Key findings emphasise the importance of the Fusobacterium genus, which was consistently highlighted in both LRP and SHAP analyses due to its known association with CRC. Through SHAP analysis of the XGBoost classifier, additional discriminating features, such as Parvimonas, Alistipes, and members of the Ruminococcaceae family, emerged, providing valuable insights into microbial compositions linked to CRC.
Despite the computational challenges posed by synthesising data using the Synthetic Data Vault, the reduced feature set post-extraction allows for further exploration of synthesis methods. However, caution is necessary when working with synthetic data due to potential uncertainties, underscoring the importance of comparing classifier performance on real and synthetic datasets to ensure reliability.

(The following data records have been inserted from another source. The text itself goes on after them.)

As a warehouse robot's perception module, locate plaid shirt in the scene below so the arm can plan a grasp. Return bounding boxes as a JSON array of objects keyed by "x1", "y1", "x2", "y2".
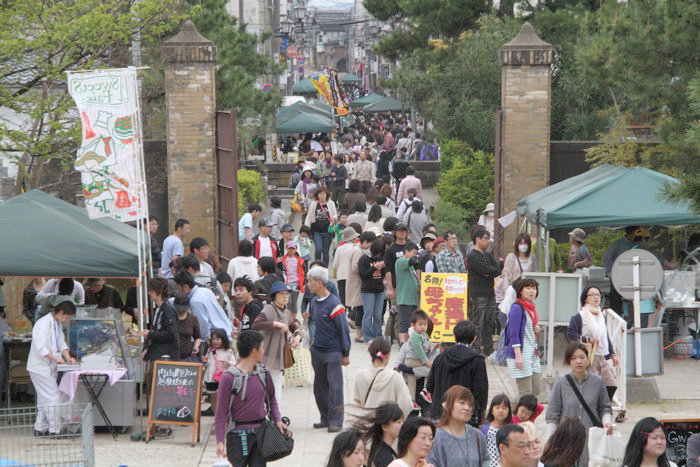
[{"x1": 435, "y1": 248, "x2": 467, "y2": 273}]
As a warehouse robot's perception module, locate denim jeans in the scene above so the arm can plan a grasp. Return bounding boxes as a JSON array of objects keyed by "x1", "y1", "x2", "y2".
[
  {"x1": 360, "y1": 292, "x2": 384, "y2": 342},
  {"x1": 314, "y1": 232, "x2": 333, "y2": 267}
]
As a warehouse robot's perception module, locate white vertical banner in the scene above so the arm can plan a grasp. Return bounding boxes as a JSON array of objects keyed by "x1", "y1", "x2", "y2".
[{"x1": 68, "y1": 68, "x2": 147, "y2": 222}]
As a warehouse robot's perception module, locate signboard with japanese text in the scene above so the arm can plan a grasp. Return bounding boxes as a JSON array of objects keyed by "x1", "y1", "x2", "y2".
[
  {"x1": 146, "y1": 360, "x2": 203, "y2": 444},
  {"x1": 420, "y1": 272, "x2": 468, "y2": 342},
  {"x1": 68, "y1": 68, "x2": 145, "y2": 222}
]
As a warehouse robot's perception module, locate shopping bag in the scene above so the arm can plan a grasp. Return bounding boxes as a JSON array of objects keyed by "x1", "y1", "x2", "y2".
[
  {"x1": 284, "y1": 348, "x2": 313, "y2": 387},
  {"x1": 289, "y1": 193, "x2": 304, "y2": 212},
  {"x1": 588, "y1": 426, "x2": 625, "y2": 467},
  {"x1": 211, "y1": 456, "x2": 233, "y2": 467}
]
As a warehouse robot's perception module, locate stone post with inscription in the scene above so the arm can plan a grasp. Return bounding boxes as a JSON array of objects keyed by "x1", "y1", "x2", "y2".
[
  {"x1": 161, "y1": 21, "x2": 218, "y2": 253},
  {"x1": 496, "y1": 23, "x2": 554, "y2": 257}
]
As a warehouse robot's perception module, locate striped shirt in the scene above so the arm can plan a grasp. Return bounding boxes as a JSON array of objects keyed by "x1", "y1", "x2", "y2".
[{"x1": 507, "y1": 313, "x2": 542, "y2": 379}]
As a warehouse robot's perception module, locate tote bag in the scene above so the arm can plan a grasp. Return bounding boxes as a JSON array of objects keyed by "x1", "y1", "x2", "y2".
[{"x1": 588, "y1": 426, "x2": 625, "y2": 467}]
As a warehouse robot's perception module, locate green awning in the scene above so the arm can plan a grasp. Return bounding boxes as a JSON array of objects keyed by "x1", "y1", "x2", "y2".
[
  {"x1": 340, "y1": 73, "x2": 362, "y2": 83},
  {"x1": 292, "y1": 78, "x2": 318, "y2": 94},
  {"x1": 350, "y1": 93, "x2": 384, "y2": 107},
  {"x1": 276, "y1": 102, "x2": 332, "y2": 124},
  {"x1": 362, "y1": 97, "x2": 409, "y2": 113},
  {"x1": 517, "y1": 164, "x2": 700, "y2": 229},
  {"x1": 0, "y1": 190, "x2": 138, "y2": 277},
  {"x1": 275, "y1": 112, "x2": 335, "y2": 135}
]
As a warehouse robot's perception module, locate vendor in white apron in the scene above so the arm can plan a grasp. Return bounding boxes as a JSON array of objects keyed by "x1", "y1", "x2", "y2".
[{"x1": 27, "y1": 301, "x2": 76, "y2": 436}]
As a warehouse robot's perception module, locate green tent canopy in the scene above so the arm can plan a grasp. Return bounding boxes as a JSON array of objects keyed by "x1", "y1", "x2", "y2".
[
  {"x1": 517, "y1": 164, "x2": 700, "y2": 229},
  {"x1": 0, "y1": 190, "x2": 139, "y2": 277},
  {"x1": 362, "y1": 97, "x2": 409, "y2": 113},
  {"x1": 340, "y1": 73, "x2": 362, "y2": 83},
  {"x1": 275, "y1": 112, "x2": 335, "y2": 135},
  {"x1": 276, "y1": 102, "x2": 332, "y2": 125},
  {"x1": 292, "y1": 78, "x2": 318, "y2": 94},
  {"x1": 350, "y1": 93, "x2": 384, "y2": 107}
]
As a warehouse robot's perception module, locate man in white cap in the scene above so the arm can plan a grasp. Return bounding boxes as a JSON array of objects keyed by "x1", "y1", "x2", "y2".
[{"x1": 478, "y1": 203, "x2": 495, "y2": 238}]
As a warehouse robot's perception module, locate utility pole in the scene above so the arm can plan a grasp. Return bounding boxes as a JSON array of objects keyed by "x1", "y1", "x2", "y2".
[{"x1": 238, "y1": 0, "x2": 245, "y2": 31}]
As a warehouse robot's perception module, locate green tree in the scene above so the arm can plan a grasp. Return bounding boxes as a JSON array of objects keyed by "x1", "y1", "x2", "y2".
[
  {"x1": 0, "y1": 0, "x2": 184, "y2": 192},
  {"x1": 435, "y1": 146, "x2": 493, "y2": 224}
]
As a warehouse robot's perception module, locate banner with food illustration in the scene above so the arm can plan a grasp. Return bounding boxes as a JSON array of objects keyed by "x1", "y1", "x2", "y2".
[
  {"x1": 420, "y1": 272, "x2": 468, "y2": 342},
  {"x1": 309, "y1": 73, "x2": 348, "y2": 116},
  {"x1": 330, "y1": 70, "x2": 350, "y2": 116},
  {"x1": 68, "y1": 68, "x2": 144, "y2": 222}
]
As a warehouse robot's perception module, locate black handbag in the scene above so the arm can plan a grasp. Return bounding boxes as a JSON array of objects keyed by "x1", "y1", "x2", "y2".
[{"x1": 257, "y1": 377, "x2": 294, "y2": 462}]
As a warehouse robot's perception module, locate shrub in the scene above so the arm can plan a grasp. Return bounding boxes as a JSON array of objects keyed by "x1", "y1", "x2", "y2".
[
  {"x1": 435, "y1": 148, "x2": 493, "y2": 224},
  {"x1": 432, "y1": 199, "x2": 469, "y2": 242},
  {"x1": 238, "y1": 169, "x2": 265, "y2": 218}
]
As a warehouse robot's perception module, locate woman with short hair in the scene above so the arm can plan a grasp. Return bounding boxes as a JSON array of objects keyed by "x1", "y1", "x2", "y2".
[
  {"x1": 504, "y1": 279, "x2": 542, "y2": 398},
  {"x1": 428, "y1": 385, "x2": 491, "y2": 467},
  {"x1": 546, "y1": 342, "x2": 612, "y2": 467},
  {"x1": 304, "y1": 186, "x2": 338, "y2": 265}
]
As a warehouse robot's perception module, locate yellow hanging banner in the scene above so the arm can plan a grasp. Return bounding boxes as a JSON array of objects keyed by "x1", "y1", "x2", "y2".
[{"x1": 420, "y1": 272, "x2": 468, "y2": 342}]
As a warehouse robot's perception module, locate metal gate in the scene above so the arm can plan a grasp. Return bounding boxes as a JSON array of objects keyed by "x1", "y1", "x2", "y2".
[{"x1": 216, "y1": 110, "x2": 238, "y2": 264}]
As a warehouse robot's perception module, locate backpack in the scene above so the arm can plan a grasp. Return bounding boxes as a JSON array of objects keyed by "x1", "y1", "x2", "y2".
[
  {"x1": 226, "y1": 363, "x2": 267, "y2": 400},
  {"x1": 195, "y1": 278, "x2": 226, "y2": 311},
  {"x1": 420, "y1": 144, "x2": 438, "y2": 161}
]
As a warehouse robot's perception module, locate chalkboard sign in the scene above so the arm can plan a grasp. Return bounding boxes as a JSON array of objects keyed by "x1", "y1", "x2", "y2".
[
  {"x1": 146, "y1": 360, "x2": 202, "y2": 444},
  {"x1": 660, "y1": 419, "x2": 700, "y2": 467}
]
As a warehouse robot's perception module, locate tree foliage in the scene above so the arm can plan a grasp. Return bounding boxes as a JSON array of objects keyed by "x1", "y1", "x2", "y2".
[
  {"x1": 0, "y1": 0, "x2": 189, "y2": 190},
  {"x1": 435, "y1": 145, "x2": 493, "y2": 224},
  {"x1": 237, "y1": 169, "x2": 265, "y2": 217}
]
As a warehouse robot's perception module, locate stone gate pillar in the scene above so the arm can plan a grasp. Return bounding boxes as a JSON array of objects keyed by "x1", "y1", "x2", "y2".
[
  {"x1": 161, "y1": 21, "x2": 218, "y2": 249},
  {"x1": 496, "y1": 23, "x2": 554, "y2": 257}
]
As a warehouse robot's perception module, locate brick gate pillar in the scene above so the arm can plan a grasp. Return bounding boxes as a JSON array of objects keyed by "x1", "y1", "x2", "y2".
[
  {"x1": 496, "y1": 23, "x2": 554, "y2": 257},
  {"x1": 161, "y1": 21, "x2": 218, "y2": 253}
]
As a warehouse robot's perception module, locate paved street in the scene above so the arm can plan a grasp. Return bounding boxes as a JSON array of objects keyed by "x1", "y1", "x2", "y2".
[{"x1": 95, "y1": 332, "x2": 700, "y2": 467}]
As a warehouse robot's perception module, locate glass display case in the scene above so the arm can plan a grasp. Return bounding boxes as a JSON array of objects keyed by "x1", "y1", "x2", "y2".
[{"x1": 68, "y1": 306, "x2": 133, "y2": 378}]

In conclusion, our approach advances CRC diagnosis and screening through the integration of synthetic data and machine learning, highlighting the power of these tools in enhancing our understanding of complex microbiota ecosystems and their role in human health disorders. This study opens new avenues for utilising synthetic data and microbial markers in early detection and personalised healthcare.
Supplementary Materials
The following supporting information can be downloaded at: https://www.mdpi.com/article/10.3390/bioengineering12070713/s1.
Author Contributions
Conceptualisation, A.R., A.S., A.A. and E.I.; methodology, A.R., A.L., A.A. and E.I.; validation, A.L. and A.S.; formal analysis, A.R. and E.I.; investigation, A.R. and A.S.; resources, A.A., L.D.G. and E.N.; data curation, A.A., L.D.G., E.N. and G.N.; writing—original draft preparation, A.R., A.S., A.A. and E.I.; writing—review and editing, A.R., A.S., A.A., A.L. and E.I.; supervision, E.I.; project administration, E.I. All authors have read and agreed to the published version of the manuscript.
Funding
This research received no external funding.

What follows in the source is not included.